The Ethics of Sexual Acts
- Author: René Guyon
- Translator: John Flügel
- Language: French
- Discipline: Philosophy
- Published: 1929-1944
- No. of books: 9

= The Ethics of Sexual Acts =

1929–1944 book series by René Guyon

The Ethics of Sexual Acts (Etudes d'éthiques sexueles) is a nine-volume philosophy book series by French jurist and judge René Guyon, published from 1929 to 1944. Described as Guyon's magnum opus by Tamara Loos, the books argue for the broad legalization of all mutual sex acts regardless of the participants' sex, age or other "ethical limitations". The first book was first translated by John Flügel in 1931, and has been introduced by Harry Benjamin and Norman Haire. A tenth volume was drafted by Guyon.

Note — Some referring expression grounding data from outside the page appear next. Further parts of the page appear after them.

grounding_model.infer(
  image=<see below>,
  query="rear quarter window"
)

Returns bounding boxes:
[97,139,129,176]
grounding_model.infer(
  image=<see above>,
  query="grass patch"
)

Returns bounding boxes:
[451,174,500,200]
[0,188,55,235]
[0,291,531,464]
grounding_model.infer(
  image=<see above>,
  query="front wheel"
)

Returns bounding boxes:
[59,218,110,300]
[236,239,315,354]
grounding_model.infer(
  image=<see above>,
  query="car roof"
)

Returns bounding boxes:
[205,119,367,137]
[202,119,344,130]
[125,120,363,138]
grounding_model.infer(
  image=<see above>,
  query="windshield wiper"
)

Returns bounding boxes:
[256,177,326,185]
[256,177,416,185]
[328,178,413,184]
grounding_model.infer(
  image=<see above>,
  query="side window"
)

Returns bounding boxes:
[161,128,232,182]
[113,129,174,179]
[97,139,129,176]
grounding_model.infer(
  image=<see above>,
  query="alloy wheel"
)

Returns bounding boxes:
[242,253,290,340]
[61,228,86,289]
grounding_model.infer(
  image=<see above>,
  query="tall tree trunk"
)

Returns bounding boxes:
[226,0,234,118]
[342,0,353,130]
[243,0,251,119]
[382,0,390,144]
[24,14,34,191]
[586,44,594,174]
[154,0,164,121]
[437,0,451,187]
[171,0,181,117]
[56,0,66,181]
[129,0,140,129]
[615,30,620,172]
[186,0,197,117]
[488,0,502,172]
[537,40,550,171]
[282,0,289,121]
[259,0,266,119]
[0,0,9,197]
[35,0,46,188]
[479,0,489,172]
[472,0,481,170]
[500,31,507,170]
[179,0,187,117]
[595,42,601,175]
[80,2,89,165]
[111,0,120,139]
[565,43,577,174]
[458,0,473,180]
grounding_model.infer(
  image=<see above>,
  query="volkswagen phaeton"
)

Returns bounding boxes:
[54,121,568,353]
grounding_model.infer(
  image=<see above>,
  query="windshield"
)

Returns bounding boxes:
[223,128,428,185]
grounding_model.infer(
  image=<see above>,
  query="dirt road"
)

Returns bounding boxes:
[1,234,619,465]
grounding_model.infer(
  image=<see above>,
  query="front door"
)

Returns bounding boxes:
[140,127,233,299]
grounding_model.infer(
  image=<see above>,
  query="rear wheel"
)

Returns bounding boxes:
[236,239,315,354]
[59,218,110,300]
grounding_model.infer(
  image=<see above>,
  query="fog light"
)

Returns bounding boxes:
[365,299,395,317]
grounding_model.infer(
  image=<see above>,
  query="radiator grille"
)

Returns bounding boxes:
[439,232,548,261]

Guyon argues in the books that modern Western sexual ethics are arbitrary and have led to "all sorts of unhealthy, hypocritical pretenses". He wrote that sex-related "present-day morality is responsible for dangerous neuroses, shameful hypocrisies and grave social injustice". He argued against the concept of sexual pervesion, stating that homosexual, masturbatory and incestuous acts "are only differences of procedure, cunningly combined according to individual variations of taste, together with preferences for particular persons or classes of person: and that is all".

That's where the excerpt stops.